Why Vladimir Putin came to occupy the driver’s seat

TheEdge2It is too easy, in the Western context, to perceive the armed forces as a ceremonial tool used during commemorations and the military sector as a greedy budgetary expenditure for governments. As Mark Urban writes in his recent and sublime book, The Edge: Is the Military Dominance of the West Coming to an End?, “[…] most of the European public has been conditioned by education and popular culture to be repulsed by war, yet has little experience of it.” (p. 49).

Alas, this far too common perception and phenomenon associated with blind pacifism ignores the deep currents of history. Since time immemorial, armies have been used to conquer, defend, impress or intimidate. I know he’s been quoted already too many times for any reference to him to be original, but Clausewitz said it best when he said that: “war is the continuation of politics by other means”.

Failure to take these factors into consideration will come to a price to those who are guilty of ignorance. The future of the world will not solely be influenced by the tectonic plates of the economy, but also by the capacity of the emerging power to promote and defend it with the bayonet and the fighter jet. China, for instance, has understood that lesson very well.

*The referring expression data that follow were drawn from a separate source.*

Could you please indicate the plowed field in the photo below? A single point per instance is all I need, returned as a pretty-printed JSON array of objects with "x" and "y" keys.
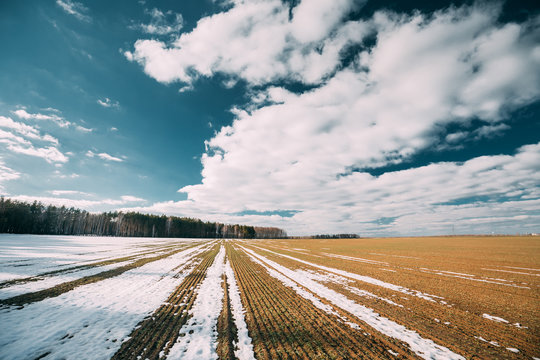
[{"x": 430, "y": 298}]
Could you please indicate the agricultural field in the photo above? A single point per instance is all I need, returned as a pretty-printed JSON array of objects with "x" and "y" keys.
[{"x": 390, "y": 298}]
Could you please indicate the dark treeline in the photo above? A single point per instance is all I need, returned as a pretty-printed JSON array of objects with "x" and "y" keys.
[
  {"x": 335, "y": 236},
  {"x": 18, "y": 217}
]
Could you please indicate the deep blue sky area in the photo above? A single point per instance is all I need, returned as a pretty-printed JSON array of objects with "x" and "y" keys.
[{"x": 379, "y": 118}]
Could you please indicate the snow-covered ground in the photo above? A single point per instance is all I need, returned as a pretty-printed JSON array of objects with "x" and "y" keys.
[
  {"x": 198, "y": 338},
  {"x": 425, "y": 348},
  {"x": 92, "y": 319},
  {"x": 244, "y": 349},
  {"x": 29, "y": 255}
]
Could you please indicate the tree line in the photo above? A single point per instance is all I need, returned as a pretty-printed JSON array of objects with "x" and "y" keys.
[{"x": 17, "y": 217}]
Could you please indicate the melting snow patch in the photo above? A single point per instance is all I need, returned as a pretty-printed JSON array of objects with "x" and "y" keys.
[
  {"x": 94, "y": 315},
  {"x": 362, "y": 278},
  {"x": 245, "y": 348},
  {"x": 199, "y": 340},
  {"x": 422, "y": 347},
  {"x": 495, "y": 318}
]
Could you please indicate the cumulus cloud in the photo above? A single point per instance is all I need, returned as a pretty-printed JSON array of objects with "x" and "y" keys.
[
  {"x": 24, "y": 139},
  {"x": 7, "y": 174},
  {"x": 161, "y": 23},
  {"x": 108, "y": 103},
  {"x": 429, "y": 199},
  {"x": 23, "y": 114},
  {"x": 75, "y": 8},
  {"x": 256, "y": 41},
  {"x": 297, "y": 151},
  {"x": 103, "y": 156}
]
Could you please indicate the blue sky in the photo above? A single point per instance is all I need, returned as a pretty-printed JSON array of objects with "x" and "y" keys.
[{"x": 315, "y": 116}]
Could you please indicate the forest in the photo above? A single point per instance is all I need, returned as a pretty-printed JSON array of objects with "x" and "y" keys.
[{"x": 18, "y": 217}]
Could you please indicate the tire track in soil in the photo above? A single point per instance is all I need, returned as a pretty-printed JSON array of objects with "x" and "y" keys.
[
  {"x": 28, "y": 298},
  {"x": 156, "y": 334},
  {"x": 284, "y": 325},
  {"x": 227, "y": 332},
  {"x": 460, "y": 335}
]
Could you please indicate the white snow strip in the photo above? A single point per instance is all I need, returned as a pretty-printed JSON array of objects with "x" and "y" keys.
[
  {"x": 198, "y": 338},
  {"x": 48, "y": 282},
  {"x": 393, "y": 352},
  {"x": 513, "y": 267},
  {"x": 495, "y": 318},
  {"x": 512, "y": 272},
  {"x": 244, "y": 346},
  {"x": 422, "y": 347},
  {"x": 92, "y": 319},
  {"x": 31, "y": 255},
  {"x": 401, "y": 256},
  {"x": 299, "y": 290},
  {"x": 362, "y": 278},
  {"x": 344, "y": 282},
  {"x": 368, "y": 261}
]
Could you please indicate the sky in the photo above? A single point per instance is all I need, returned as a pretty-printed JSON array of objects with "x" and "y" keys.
[{"x": 378, "y": 118}]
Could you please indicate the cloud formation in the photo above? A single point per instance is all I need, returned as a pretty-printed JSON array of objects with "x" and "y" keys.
[
  {"x": 75, "y": 8},
  {"x": 108, "y": 103},
  {"x": 311, "y": 152},
  {"x": 103, "y": 156},
  {"x": 7, "y": 174},
  {"x": 23, "y": 114},
  {"x": 161, "y": 23},
  {"x": 25, "y": 139}
]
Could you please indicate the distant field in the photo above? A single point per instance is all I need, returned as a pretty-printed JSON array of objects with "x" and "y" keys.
[{"x": 129, "y": 298}]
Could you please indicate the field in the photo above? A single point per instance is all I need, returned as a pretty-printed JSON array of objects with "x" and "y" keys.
[{"x": 145, "y": 298}]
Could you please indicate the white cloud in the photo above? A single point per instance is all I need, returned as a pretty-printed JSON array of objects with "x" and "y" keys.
[
  {"x": 68, "y": 192},
  {"x": 83, "y": 129},
  {"x": 130, "y": 198},
  {"x": 161, "y": 23},
  {"x": 25, "y": 130},
  {"x": 22, "y": 143},
  {"x": 74, "y": 8},
  {"x": 108, "y": 103},
  {"x": 256, "y": 41},
  {"x": 23, "y": 114},
  {"x": 103, "y": 156},
  {"x": 428, "y": 199},
  {"x": 295, "y": 151},
  {"x": 60, "y": 175},
  {"x": 7, "y": 174}
]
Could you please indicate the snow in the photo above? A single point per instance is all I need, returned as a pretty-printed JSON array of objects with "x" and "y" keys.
[
  {"x": 495, "y": 318},
  {"x": 422, "y": 347},
  {"x": 198, "y": 338},
  {"x": 344, "y": 282},
  {"x": 29, "y": 255},
  {"x": 244, "y": 349},
  {"x": 519, "y": 268},
  {"x": 48, "y": 282},
  {"x": 293, "y": 285},
  {"x": 92, "y": 319},
  {"x": 362, "y": 278}
]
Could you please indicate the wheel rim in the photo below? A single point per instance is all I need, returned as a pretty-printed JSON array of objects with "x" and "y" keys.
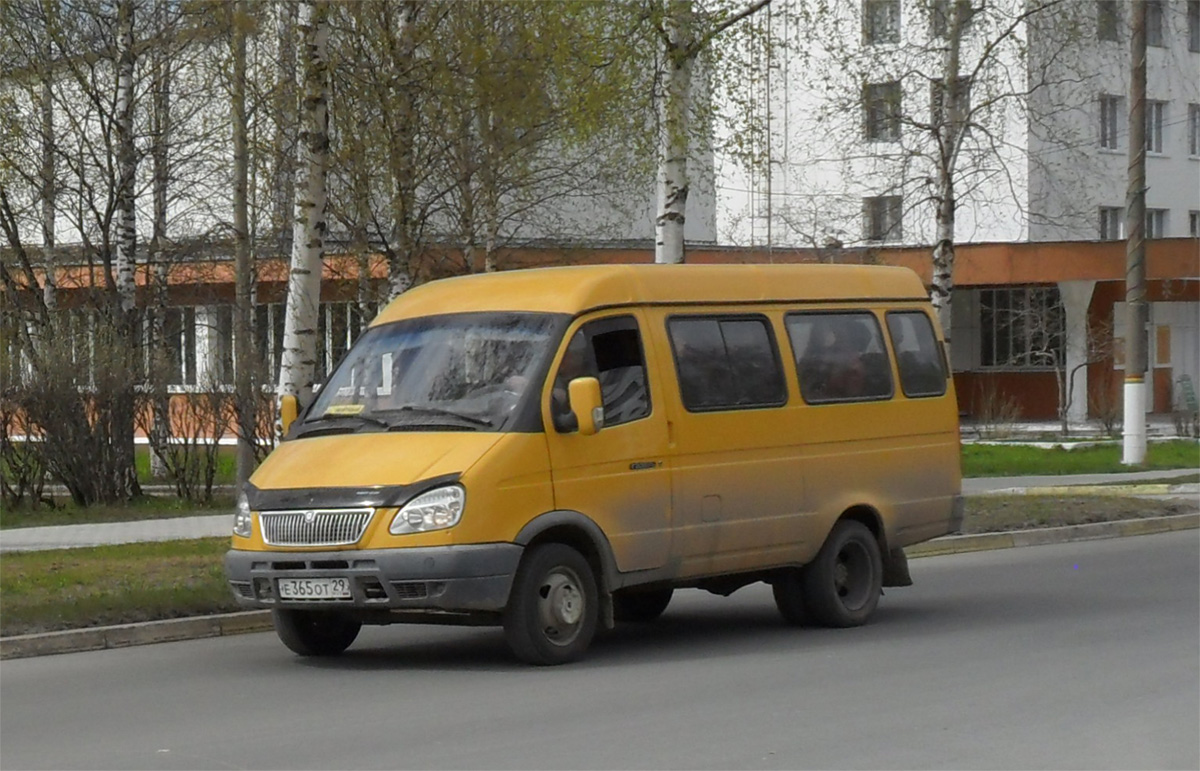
[
  {"x": 852, "y": 580},
  {"x": 561, "y": 605}
]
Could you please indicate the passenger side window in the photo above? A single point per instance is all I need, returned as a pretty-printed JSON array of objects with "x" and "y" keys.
[
  {"x": 919, "y": 357},
  {"x": 611, "y": 351},
  {"x": 839, "y": 357},
  {"x": 726, "y": 363}
]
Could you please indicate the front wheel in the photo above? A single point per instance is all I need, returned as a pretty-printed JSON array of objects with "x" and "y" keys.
[
  {"x": 552, "y": 610},
  {"x": 315, "y": 632},
  {"x": 843, "y": 584}
]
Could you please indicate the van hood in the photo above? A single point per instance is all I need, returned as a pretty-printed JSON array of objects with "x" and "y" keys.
[{"x": 364, "y": 468}]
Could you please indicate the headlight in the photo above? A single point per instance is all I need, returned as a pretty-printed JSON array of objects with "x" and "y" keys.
[
  {"x": 241, "y": 517},
  {"x": 436, "y": 509}
]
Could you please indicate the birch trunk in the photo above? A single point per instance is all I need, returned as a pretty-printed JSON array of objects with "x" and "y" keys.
[
  {"x": 49, "y": 189},
  {"x": 243, "y": 338},
  {"x": 675, "y": 114},
  {"x": 487, "y": 184},
  {"x": 126, "y": 160},
  {"x": 285, "y": 113},
  {"x": 161, "y": 127},
  {"x": 401, "y": 257},
  {"x": 307, "y": 235},
  {"x": 949, "y": 136}
]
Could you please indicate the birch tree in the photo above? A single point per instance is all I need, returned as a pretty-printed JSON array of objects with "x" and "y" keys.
[
  {"x": 244, "y": 272},
  {"x": 126, "y": 157},
  {"x": 298, "y": 368},
  {"x": 531, "y": 112},
  {"x": 684, "y": 33}
]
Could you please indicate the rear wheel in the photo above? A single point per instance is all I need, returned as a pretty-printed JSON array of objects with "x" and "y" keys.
[
  {"x": 641, "y": 605},
  {"x": 315, "y": 632},
  {"x": 552, "y": 611},
  {"x": 843, "y": 584}
]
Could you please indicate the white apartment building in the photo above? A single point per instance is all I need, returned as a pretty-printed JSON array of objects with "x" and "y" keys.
[
  {"x": 851, "y": 96},
  {"x": 851, "y": 105}
]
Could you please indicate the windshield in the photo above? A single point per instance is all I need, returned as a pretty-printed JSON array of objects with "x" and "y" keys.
[{"x": 465, "y": 371}]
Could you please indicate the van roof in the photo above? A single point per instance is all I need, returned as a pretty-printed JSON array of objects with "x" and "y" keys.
[{"x": 575, "y": 290}]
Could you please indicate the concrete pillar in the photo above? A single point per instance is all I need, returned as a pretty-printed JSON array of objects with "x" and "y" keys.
[{"x": 1077, "y": 296}]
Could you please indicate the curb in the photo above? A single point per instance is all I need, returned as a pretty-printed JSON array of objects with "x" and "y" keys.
[
  {"x": 130, "y": 634},
  {"x": 177, "y": 629},
  {"x": 1093, "y": 531}
]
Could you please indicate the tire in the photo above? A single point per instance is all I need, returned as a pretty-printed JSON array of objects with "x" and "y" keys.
[
  {"x": 641, "y": 605},
  {"x": 843, "y": 584},
  {"x": 315, "y": 632},
  {"x": 553, "y": 608},
  {"x": 789, "y": 591}
]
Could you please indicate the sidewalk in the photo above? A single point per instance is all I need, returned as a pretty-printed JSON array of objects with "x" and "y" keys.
[{"x": 219, "y": 525}]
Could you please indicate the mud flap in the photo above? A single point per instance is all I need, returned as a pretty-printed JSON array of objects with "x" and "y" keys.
[{"x": 895, "y": 569}]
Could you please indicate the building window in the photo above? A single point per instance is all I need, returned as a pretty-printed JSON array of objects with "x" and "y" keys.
[
  {"x": 726, "y": 363},
  {"x": 179, "y": 329},
  {"x": 1156, "y": 222},
  {"x": 1021, "y": 327},
  {"x": 269, "y": 336},
  {"x": 960, "y": 95},
  {"x": 1111, "y": 121},
  {"x": 1194, "y": 25},
  {"x": 882, "y": 219},
  {"x": 881, "y": 22},
  {"x": 337, "y": 327},
  {"x": 1155, "y": 23},
  {"x": 1110, "y": 223},
  {"x": 1156, "y": 114},
  {"x": 1194, "y": 130},
  {"x": 881, "y": 105},
  {"x": 1108, "y": 19},
  {"x": 220, "y": 320},
  {"x": 940, "y": 16}
]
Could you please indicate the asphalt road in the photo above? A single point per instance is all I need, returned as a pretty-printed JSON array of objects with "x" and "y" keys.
[{"x": 1081, "y": 655}]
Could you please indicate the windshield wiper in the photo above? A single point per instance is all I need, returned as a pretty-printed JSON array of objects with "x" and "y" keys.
[
  {"x": 360, "y": 418},
  {"x": 441, "y": 412}
]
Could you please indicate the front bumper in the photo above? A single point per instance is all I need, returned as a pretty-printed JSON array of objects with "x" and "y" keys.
[{"x": 451, "y": 579}]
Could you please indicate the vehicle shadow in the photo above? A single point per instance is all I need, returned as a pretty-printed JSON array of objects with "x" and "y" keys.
[{"x": 700, "y": 628}]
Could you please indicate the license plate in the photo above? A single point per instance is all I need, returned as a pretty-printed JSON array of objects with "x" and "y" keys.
[{"x": 316, "y": 589}]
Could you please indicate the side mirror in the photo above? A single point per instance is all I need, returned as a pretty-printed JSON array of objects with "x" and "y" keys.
[
  {"x": 289, "y": 407},
  {"x": 586, "y": 404}
]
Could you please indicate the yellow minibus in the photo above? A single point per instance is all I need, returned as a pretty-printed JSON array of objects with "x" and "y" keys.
[{"x": 556, "y": 450}]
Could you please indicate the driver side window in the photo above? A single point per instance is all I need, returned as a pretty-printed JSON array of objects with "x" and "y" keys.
[{"x": 611, "y": 351}]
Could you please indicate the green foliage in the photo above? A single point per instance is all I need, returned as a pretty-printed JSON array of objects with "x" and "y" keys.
[{"x": 1013, "y": 460}]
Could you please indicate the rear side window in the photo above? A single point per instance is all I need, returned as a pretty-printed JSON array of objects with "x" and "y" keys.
[
  {"x": 726, "y": 363},
  {"x": 918, "y": 354},
  {"x": 840, "y": 357}
]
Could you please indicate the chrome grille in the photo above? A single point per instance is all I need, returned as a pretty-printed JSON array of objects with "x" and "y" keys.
[{"x": 315, "y": 527}]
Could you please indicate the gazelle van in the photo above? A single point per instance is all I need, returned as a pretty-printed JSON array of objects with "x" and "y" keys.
[{"x": 556, "y": 450}]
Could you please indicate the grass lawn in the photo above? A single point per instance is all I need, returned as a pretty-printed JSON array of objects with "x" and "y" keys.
[
  {"x": 148, "y": 507},
  {"x": 1017, "y": 460},
  {"x": 70, "y": 589},
  {"x": 227, "y": 465},
  {"x": 66, "y": 589}
]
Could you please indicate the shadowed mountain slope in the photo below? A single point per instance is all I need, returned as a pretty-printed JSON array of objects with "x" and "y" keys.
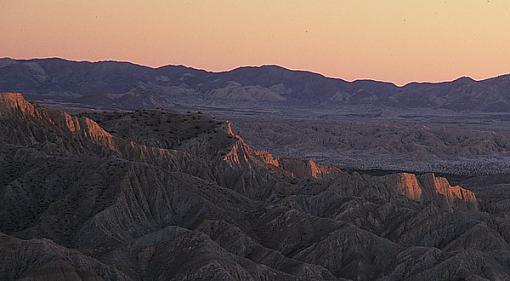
[
  {"x": 184, "y": 197},
  {"x": 125, "y": 85}
]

We can’t say the same about Western countries, the United States chief among them. Outside the high-flown discourse they articulate and promote, Washington’s capacities to implement it in a concrete military way are decreasing. “What seems clearer is that many in Europe, the Middle East and Asia have not yet registered how old much of the United States military equipment has become, how far its numbers have already fallen, and how projected cuts will make it impossible for America to have the kind of military reach it used to.” (p. 79-80). In other words, the Emperor is loosing his clothes.

Enter Russia. One of the main gaps in how the West perceives Vladimir Putin is the fact that the Russian president is a keen student of history. Incidentally, one of the only observers not to fall in the trap of assuming that Putin is a shallow brain is journalist Ben Judah – but that’s another story.

Mark Urban notes that Russia has “[…] the will to use its armed forces to re-draw the map and [is] also reaping the dividends of a long reinvestment in these capabilities.” (p. 86) Vladimir Putin knows that, on the ground, good and modern tanks are better than eloquent United Nations resolutions or huge vocal protests without consequences. As Field Marshal Erwin Rommel reportedly once said: “in a man-to-man fight, the winner is he who has one more round in his magazine.”

For Vladimir Putin, military power is not just a beautiful toy to be displayed on the parade square or during commemorations, but a powerful and meaningful political tool. They’ve been an essential part of history making for ages and the Russian president knows that more than many other statesmen. That’s why he will, most probably, remain in the driver’s seat for many years to come.

All in all, Mark Urban’s book is one of the very best I have had the pleasure of reading since a long time. To be honest, I was sad to finish it. Short, very well researched and thought provoking, it should have a place on the bookshelves of any policymaker or serious student of history.